DATA 202 Module 9: Model Deployment and MLOps

Introduction

A model in a Jupyter notebook helps no one. The value of machine learning comes when models make predictions in production—powering applications, informing decisions, serving users. This transition from prototype to production is where many data science projects fail.

This module covers the engineering practices needed to deploy and maintain ML systems: containerization, serving infrastructure, monitoring, and the emerging discipline of MLOps.


Part 1: From Notebook to Production

The Deployment Gap

Why do so many ML projects never reach production?

Technical Challenges:

Organizational Challenges:

The ML Lifecycle

  1. Development: Experimentation, model training
  2. Validation: Testing, review, approval
  3. Deployment: Serving in production
  4. Monitoring: Performance tracking, drift detection
  5. Retraining: Model updates based on new data

MLOps applies DevOps principles to this lifecycle.

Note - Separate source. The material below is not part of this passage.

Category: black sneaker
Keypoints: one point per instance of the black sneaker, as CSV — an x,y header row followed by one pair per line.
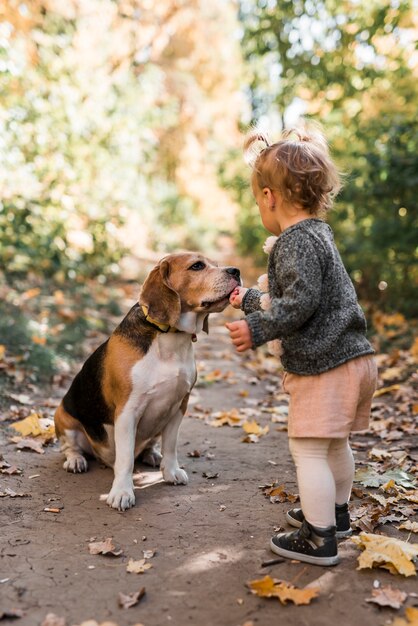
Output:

Part 2: Packaging and Containerization

Environment Management

Reproducible environments are essential:

requirements.txt:

scikit-learn==1.3.0
pandas==2.0.3
numpy==1.24.3

Conda environment.yml:

name: ml-app
dependencies:
  - python=3.10
  - scikit-learn=1.3.0
  - pandas=2.0.3

Docker for ML

Docker packages code with dependencies in isolated containers.

Dockerfile:

FROM python:3.10-slim

WORKDIR /app

COPY requirements.txt .
RUN pip install -r requirements.txt

COPY model.pkl .
COPY app.py .

EXPOSE 8000
CMD ["uvicorn", "app:app", "--host", "0.0.0.0", "--port", "8000"]

Build and run:

docker build -t ml-model .
docker run -p 8000:8000 ml-model

Part 3: Model Serving

Serving Approaches

Batch Inference: Process large datasets offline

Real-Time Inference: On-demand predictions

Edge Inference: Run on device

Building APIs with FastAPI

from fastapi import FastAPI
from pydantic import BaseModel
import joblib

app = FastAPI()
model = joblib.load("model.pkl")

class PredictionInput(BaseModel):
    feature1: float
    feature2: float
    feature3: float

class PredictionOutput(BaseModel):
    prediction: float
    probability: float

@app.post("/predict", response_model=PredictionOutput)
def predict(input: PredictionInput):
    features = [[input.feature1, input.feature2, input.feature3]]
    pred = model.predict(features)[0]
    prob = model.predict_proba(features)[0].max()
    return PredictionOutput(prediction=pred, probability=prob)

Scaling Inference

Horizontal scaling: Multiple instances behind load balancer Model optimization: Quantization, pruning, distillation Caching: Cache repeated predictions Batching: Process multiple requests together

Serving Platforms


Part 4: Monitoring and Maintenance

What to Monitor

System Metrics:

Model Metrics:

Data and Model Drift

Data Drift: Input distribution changes

Concept Drift: Relationship between input and output changes

Detection:

from evidently.report import Report
from evidently.metric_preset import DataDriftPreset

report = Report(metrics=[DataDriftPreset()])
report.run(reference_data=train_df, current_data=prod_df)
report.save_html("drift_report.html")

When to Retrain

Triggers for retraining:


Part 5: MLOps Best Practices

Version Control

Track not just code but:

CI/CD for ML

Continuous Integration:

Continuous Deployment:

Feature Stores

Centralized feature management:

Platforms: Feast, Tecton, Hopsworks


DEEP DIVE: When ML Systems Fail in Production

The Knight Capital Disaster

On August 1, 2012, Knight Capital Group lost $440 million in 45 minutes due to a software deployment failure. While not specifically ML, it illustrates deployment risks.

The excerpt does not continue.